Bu mesele gündeme geldiğinde ekseriyetle “Eskiden de adalet tam olarak tecelli etmiyordu” diyenler oluyor. Bir yönüyle doğrudur. Adalet sistemindeki sıkıntı çok eskilere dayansa da, son yıllardaki kadar ‘apaçık adaletsizlik’ çok yaşanan bir durum değildi. Artık adaletsizlik öyle bir noktaya geldi ki, yüksek mahkemelerin başkanları da adaletsizlikten yana şikâyet ediyorlar.
Anayasa Mahkemesinin 60. kuruluş yıldönümü dolayısıyla ‘Yüce Divan Salonu’nda düzenlenen törende konuşan Mahkeme Başkanının şikâyeti de bu noktadan olmuş. Anayasa Mahkemesi Başkanı Zühtü Arslan, dünyanın her yerinde mahkemelerin temel görevinin adaleti sağlamak olduğunu vurgulayarak “Bu hayati bir görevdir zira bireysel, toplumsal ve siyasal hayatın dengesini sağlayan bizatihi adalettir. Bu nedenle de tarih boyunca hemen her toplumda adalet toplumun örgütlü hâli olan devletin bir yandan varlık sebebi diğer yandan da varlığını devam ettirmesinin temel şartı olarak görülmüştür” demiş. (www.anayasa.gov.tr, 25 Nisan 2022)
Uluslararası düzeyde bölgesel insan hakları mahkemelerinin başkan ve üyeleri, uluslararası kuruluşların temsilcileri ile 26 ülkeden anayasa mahkemesi başkan ve üyelerinin de katıldığı toplantıda konuşan Zühtü Arslan şunları da söylemiş:
“Adaletin konuşulmasından ziyade uygulanması ve uygulandığının da görülmesi gerekir. Adaletin tecelli ettiğinin görülmesi, devlete özellikle de adalet dağıtmakla görevli olan yargıya inancı ve güveni tahkim edecektir. (...) Adaletin tecellisi gücü, gücün meşruiyeti adaleti gerektirir. Bu nedenle adalet ve güç buluşturulmalı, bunun için ya adil olan güçlü ya da güçlü olan adil kılınmalıdır. (...) Hangi hükûmet sistemi benimsenirse benimsensin rejimleri demokratik hukuk devleti kılan şartların başında, bağımsız ve tarafsız bir yargının varlığı gelmektedir. Yargı bağımsızlığının temel hak ve özgürlüklerin güvence altına alınabilmesinin ön şartı olduğu da artık hepimizin malumudur. (...) Unutmamak gerekir ki adalet ancak onu uygulayacak kişilerin adil olmasıyla sağlanabilir.”
Konuşmanın yapıldığı toplantıya hem iktidarı hem de muhalefeti temsilen çok sayıda siyasetçi ve idareci katılmış. Muhtemeldir ki onlar da Türkiye’deki adaletsizliğin farkında.
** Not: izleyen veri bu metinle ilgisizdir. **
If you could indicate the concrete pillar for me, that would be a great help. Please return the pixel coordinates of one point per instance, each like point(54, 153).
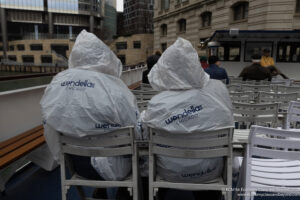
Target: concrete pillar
point(36, 32)
point(50, 24)
point(70, 32)
point(4, 31)
point(91, 23)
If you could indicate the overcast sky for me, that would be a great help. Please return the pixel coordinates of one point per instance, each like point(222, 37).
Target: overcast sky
point(120, 5)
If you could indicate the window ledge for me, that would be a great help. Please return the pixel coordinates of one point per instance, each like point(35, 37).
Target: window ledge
point(239, 21)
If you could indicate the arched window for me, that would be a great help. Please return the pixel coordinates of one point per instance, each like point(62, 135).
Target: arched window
point(165, 4)
point(298, 6)
point(181, 25)
point(163, 30)
point(240, 10)
point(206, 19)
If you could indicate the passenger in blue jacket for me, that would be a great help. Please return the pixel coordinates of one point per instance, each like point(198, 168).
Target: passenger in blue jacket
point(215, 71)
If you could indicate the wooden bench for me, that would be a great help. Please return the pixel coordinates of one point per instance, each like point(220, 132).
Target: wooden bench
point(20, 145)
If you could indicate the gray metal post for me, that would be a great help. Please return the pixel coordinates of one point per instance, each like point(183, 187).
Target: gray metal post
point(50, 24)
point(70, 32)
point(4, 31)
point(91, 23)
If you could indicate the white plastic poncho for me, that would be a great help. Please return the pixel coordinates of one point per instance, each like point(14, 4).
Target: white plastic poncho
point(193, 102)
point(89, 99)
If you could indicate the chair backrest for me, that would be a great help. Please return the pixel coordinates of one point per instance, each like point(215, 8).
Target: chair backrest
point(271, 143)
point(196, 145)
point(288, 89)
point(146, 87)
point(255, 88)
point(284, 82)
point(259, 114)
point(293, 114)
point(142, 105)
point(144, 95)
point(282, 98)
point(245, 97)
point(116, 143)
point(268, 142)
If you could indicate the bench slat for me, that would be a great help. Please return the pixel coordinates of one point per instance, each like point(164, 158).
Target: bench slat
point(20, 143)
point(19, 137)
point(18, 153)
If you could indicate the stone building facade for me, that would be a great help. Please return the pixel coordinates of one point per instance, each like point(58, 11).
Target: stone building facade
point(133, 49)
point(196, 20)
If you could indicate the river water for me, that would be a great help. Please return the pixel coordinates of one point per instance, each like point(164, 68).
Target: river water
point(22, 83)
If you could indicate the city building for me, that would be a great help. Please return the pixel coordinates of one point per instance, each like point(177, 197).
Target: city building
point(197, 20)
point(241, 28)
point(110, 20)
point(133, 49)
point(137, 16)
point(32, 22)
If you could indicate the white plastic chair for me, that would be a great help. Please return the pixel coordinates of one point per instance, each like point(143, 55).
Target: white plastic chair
point(116, 143)
point(243, 97)
point(144, 95)
point(146, 87)
point(258, 114)
point(197, 145)
point(256, 88)
point(268, 165)
point(293, 114)
point(234, 87)
point(288, 89)
point(282, 98)
point(142, 105)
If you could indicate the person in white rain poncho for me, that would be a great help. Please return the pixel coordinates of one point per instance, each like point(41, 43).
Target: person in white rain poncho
point(90, 99)
point(189, 101)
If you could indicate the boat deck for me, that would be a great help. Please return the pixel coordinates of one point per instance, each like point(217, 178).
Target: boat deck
point(34, 183)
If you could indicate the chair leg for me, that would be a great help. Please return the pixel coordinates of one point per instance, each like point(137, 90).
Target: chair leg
point(228, 195)
point(151, 193)
point(64, 192)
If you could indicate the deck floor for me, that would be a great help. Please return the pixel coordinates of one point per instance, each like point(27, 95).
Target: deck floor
point(34, 183)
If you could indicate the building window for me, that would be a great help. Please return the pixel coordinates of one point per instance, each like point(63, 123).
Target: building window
point(163, 47)
point(240, 11)
point(121, 45)
point(12, 57)
point(36, 47)
point(252, 48)
point(206, 19)
point(163, 30)
point(298, 6)
point(288, 52)
point(165, 4)
point(122, 59)
point(28, 59)
point(181, 25)
point(230, 51)
point(60, 49)
point(11, 47)
point(137, 44)
point(46, 59)
point(21, 47)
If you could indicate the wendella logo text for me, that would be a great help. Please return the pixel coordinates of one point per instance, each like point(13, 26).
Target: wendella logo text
point(186, 113)
point(78, 83)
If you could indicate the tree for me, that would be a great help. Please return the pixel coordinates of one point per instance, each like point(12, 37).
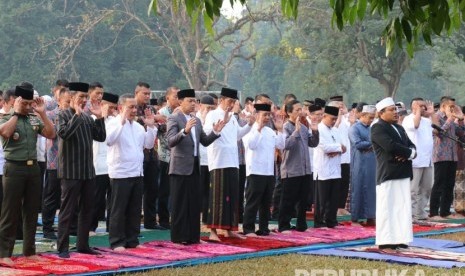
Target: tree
point(203, 60)
point(407, 20)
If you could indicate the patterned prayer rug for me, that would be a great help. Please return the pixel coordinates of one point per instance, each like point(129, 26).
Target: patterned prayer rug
point(50, 265)
point(114, 260)
point(158, 253)
point(296, 238)
point(5, 271)
point(253, 243)
point(217, 249)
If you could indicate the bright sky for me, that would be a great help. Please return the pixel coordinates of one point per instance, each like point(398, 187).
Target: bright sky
point(232, 13)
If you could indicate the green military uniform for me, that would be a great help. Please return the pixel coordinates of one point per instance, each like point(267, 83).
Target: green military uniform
point(21, 184)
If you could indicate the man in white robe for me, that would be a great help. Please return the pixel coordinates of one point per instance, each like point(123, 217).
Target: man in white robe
point(394, 152)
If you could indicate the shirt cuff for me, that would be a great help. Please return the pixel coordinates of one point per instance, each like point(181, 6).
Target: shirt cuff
point(412, 155)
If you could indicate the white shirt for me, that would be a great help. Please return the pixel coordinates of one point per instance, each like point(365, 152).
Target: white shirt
point(203, 157)
point(422, 137)
point(223, 152)
point(125, 147)
point(192, 134)
point(327, 167)
point(260, 148)
point(100, 150)
point(344, 135)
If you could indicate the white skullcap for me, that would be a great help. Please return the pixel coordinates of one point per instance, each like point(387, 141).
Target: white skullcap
point(384, 103)
point(369, 109)
point(46, 98)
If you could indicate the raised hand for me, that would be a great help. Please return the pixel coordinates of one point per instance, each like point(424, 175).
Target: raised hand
point(227, 116)
point(17, 104)
point(251, 119)
point(105, 109)
point(278, 123)
point(149, 118)
point(39, 107)
point(189, 125)
point(429, 108)
point(95, 109)
point(297, 124)
point(218, 126)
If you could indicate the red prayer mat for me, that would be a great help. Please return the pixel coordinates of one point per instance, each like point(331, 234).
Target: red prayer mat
point(114, 260)
point(254, 243)
point(158, 253)
point(295, 238)
point(215, 249)
point(20, 272)
point(50, 265)
point(341, 233)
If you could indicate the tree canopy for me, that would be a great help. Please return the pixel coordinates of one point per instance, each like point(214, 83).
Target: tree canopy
point(409, 22)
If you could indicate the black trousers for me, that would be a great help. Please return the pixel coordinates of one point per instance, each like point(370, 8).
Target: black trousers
point(344, 186)
point(43, 168)
point(258, 194)
point(205, 191)
point(164, 195)
point(102, 200)
point(294, 195)
point(185, 211)
point(126, 202)
point(79, 195)
point(326, 202)
point(442, 193)
point(150, 193)
point(21, 196)
point(276, 200)
point(51, 200)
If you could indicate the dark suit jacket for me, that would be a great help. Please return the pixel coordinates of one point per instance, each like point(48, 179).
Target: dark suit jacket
point(387, 144)
point(182, 146)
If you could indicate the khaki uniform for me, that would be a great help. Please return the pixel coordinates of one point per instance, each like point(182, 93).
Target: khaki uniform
point(21, 184)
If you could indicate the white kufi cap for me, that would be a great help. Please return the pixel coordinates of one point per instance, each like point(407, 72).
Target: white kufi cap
point(384, 103)
point(369, 109)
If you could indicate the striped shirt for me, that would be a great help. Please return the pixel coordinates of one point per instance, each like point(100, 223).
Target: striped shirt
point(76, 134)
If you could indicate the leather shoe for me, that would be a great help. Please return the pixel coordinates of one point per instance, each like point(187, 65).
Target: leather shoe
point(63, 254)
point(388, 246)
point(89, 251)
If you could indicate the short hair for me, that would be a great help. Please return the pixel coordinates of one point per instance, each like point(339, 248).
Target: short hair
point(259, 97)
point(62, 82)
point(248, 100)
point(94, 85)
point(360, 106)
point(9, 93)
point(289, 96)
point(140, 85)
point(333, 104)
point(289, 107)
point(123, 98)
point(415, 99)
point(170, 90)
point(63, 91)
point(445, 99)
point(27, 85)
point(161, 100)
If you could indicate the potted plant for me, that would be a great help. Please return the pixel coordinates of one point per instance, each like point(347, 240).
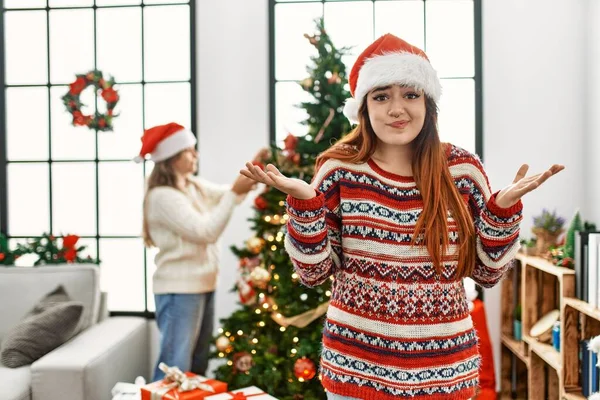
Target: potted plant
point(528, 246)
point(517, 331)
point(547, 227)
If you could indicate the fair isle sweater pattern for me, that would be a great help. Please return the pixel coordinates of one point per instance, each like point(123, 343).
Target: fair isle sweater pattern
point(395, 328)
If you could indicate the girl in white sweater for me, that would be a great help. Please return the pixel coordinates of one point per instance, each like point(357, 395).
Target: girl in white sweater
point(184, 217)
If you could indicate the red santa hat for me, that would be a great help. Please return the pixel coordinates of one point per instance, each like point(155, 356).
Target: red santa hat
point(390, 60)
point(164, 141)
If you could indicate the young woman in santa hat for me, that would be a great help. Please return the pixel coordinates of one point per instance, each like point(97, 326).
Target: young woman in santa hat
point(183, 217)
point(398, 219)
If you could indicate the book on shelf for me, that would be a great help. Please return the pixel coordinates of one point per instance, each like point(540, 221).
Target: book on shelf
point(587, 267)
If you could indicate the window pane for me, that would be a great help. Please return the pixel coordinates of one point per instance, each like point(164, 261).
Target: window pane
point(119, 43)
point(292, 49)
point(26, 260)
point(72, 44)
point(123, 142)
point(412, 28)
point(70, 3)
point(21, 105)
point(167, 43)
point(121, 188)
point(168, 102)
point(27, 30)
point(150, 268)
point(288, 116)
point(122, 263)
point(450, 37)
point(28, 199)
point(457, 113)
point(74, 198)
point(71, 142)
point(91, 248)
point(101, 3)
point(24, 3)
point(164, 1)
point(350, 25)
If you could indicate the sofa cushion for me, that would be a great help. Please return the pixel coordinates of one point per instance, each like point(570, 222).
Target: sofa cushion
point(50, 324)
point(28, 284)
point(16, 383)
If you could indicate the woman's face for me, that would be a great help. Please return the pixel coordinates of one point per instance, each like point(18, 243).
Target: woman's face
point(187, 162)
point(396, 113)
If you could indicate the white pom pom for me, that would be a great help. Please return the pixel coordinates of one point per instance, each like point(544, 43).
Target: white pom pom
point(351, 110)
point(595, 344)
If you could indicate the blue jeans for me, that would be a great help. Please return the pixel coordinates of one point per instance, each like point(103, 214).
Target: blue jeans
point(186, 323)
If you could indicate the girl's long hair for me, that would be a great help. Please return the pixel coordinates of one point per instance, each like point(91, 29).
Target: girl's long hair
point(433, 179)
point(163, 174)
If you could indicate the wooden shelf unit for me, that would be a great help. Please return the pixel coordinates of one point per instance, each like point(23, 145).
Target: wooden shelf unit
point(541, 371)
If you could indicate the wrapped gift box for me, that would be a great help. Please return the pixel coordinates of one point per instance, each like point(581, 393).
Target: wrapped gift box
point(165, 390)
point(249, 393)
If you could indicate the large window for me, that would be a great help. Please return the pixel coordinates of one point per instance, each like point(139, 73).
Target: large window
point(449, 31)
point(64, 179)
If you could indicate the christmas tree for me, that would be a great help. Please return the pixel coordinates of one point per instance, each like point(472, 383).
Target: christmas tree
point(273, 341)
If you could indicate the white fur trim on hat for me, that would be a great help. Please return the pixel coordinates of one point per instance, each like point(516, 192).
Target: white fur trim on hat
point(172, 145)
point(394, 68)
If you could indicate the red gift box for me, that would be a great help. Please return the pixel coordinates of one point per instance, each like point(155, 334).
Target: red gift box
point(165, 390)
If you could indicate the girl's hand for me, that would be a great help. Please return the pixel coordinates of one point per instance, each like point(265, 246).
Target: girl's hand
point(271, 176)
point(522, 185)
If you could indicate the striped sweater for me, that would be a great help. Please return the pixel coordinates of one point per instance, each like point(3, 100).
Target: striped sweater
point(395, 328)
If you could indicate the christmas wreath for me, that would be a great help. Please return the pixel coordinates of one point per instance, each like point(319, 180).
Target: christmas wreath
point(101, 122)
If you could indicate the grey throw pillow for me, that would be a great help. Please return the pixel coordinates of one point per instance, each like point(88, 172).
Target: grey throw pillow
point(50, 324)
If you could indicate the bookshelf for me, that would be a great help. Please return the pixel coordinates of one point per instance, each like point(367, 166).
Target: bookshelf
point(532, 368)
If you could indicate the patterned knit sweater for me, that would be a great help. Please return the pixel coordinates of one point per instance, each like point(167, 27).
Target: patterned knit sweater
point(395, 328)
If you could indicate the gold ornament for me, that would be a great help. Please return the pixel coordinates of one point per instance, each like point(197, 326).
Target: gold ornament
point(255, 244)
point(306, 83)
point(267, 303)
point(260, 277)
point(223, 344)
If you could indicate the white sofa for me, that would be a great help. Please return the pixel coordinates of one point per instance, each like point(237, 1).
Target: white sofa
point(106, 351)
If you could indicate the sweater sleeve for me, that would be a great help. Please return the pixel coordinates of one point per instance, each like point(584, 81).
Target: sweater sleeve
point(215, 191)
point(497, 228)
point(176, 212)
point(313, 239)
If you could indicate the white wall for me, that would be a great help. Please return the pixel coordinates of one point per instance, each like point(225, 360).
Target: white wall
point(592, 141)
point(534, 56)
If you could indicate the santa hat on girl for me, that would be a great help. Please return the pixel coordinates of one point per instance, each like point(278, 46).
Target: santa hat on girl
point(164, 141)
point(390, 60)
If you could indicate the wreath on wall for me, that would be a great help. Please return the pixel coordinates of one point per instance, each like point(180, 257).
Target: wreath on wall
point(104, 88)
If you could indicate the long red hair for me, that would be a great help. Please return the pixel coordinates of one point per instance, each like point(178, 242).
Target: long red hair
point(433, 179)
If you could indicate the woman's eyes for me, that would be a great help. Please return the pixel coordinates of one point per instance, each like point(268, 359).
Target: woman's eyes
point(409, 95)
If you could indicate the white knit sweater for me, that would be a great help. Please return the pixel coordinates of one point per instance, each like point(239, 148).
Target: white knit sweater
point(186, 227)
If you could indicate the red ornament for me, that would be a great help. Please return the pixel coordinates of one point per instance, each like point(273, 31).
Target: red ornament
point(260, 203)
point(304, 368)
point(290, 142)
point(242, 362)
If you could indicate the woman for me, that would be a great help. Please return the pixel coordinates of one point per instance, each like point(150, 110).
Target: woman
point(399, 219)
point(184, 217)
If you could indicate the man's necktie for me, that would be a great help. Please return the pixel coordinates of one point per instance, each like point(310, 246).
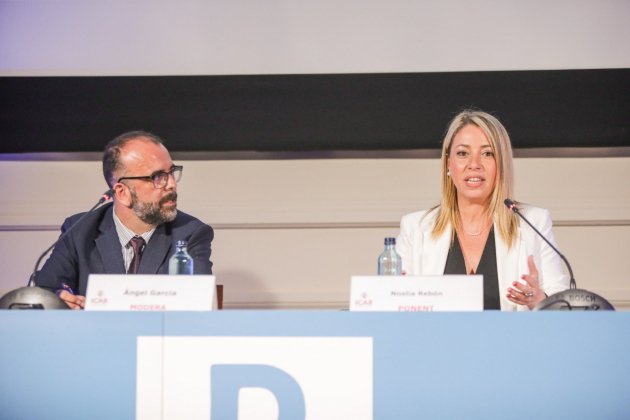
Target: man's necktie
point(137, 243)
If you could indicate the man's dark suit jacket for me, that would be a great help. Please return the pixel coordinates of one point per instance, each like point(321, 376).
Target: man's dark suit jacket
point(93, 247)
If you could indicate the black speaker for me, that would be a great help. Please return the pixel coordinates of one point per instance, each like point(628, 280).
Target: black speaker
point(31, 298)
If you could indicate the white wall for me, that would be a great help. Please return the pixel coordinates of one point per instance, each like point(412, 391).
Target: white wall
point(151, 37)
point(290, 233)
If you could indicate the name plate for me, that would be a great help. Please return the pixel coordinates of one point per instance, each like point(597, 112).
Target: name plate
point(417, 293)
point(155, 292)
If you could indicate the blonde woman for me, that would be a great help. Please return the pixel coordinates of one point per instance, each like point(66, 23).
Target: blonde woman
point(471, 231)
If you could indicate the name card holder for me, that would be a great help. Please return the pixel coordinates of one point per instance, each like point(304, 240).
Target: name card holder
point(155, 292)
point(417, 293)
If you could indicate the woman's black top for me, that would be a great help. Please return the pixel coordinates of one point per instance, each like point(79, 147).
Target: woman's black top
point(455, 264)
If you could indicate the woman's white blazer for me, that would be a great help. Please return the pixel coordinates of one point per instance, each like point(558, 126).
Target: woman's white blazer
point(423, 255)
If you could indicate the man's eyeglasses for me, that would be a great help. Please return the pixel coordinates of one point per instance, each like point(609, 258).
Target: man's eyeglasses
point(160, 178)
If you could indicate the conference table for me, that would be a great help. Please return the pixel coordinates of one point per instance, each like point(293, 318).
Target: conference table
point(314, 365)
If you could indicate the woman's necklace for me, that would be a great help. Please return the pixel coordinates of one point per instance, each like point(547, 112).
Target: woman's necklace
point(482, 230)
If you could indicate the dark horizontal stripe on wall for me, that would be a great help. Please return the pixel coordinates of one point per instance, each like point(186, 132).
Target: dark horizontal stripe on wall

Ne var ki iktidar mensupları mevcut adaletsizlikten istifade ettikleri için itiraz seslerini yükseltmiyorlar. Oysa adaletsizlik iktidara da zarar verir. Zulme ve haksızlığa uğrayanların ‘ah’ı en başta Türkiye’yi idare edenlere ulaşmaz mı?
İdam iddiasıyla yargılananların beraat ettiği, beraat edenlerin bir şekilde yeniden yargılanıp ömür boyu hapse mahkûm edildiği bir sistemde gerçek adaletin tecelli ettiğini kim söyleyebilir?
AYM Başkanı Arslan’ın da ifade ettiği üzere adalet, devletin varlık sebebi ve varlığını devam ettirmesinin temel şartıdır. Lütfen, ‘temel’ sağlam kalsın.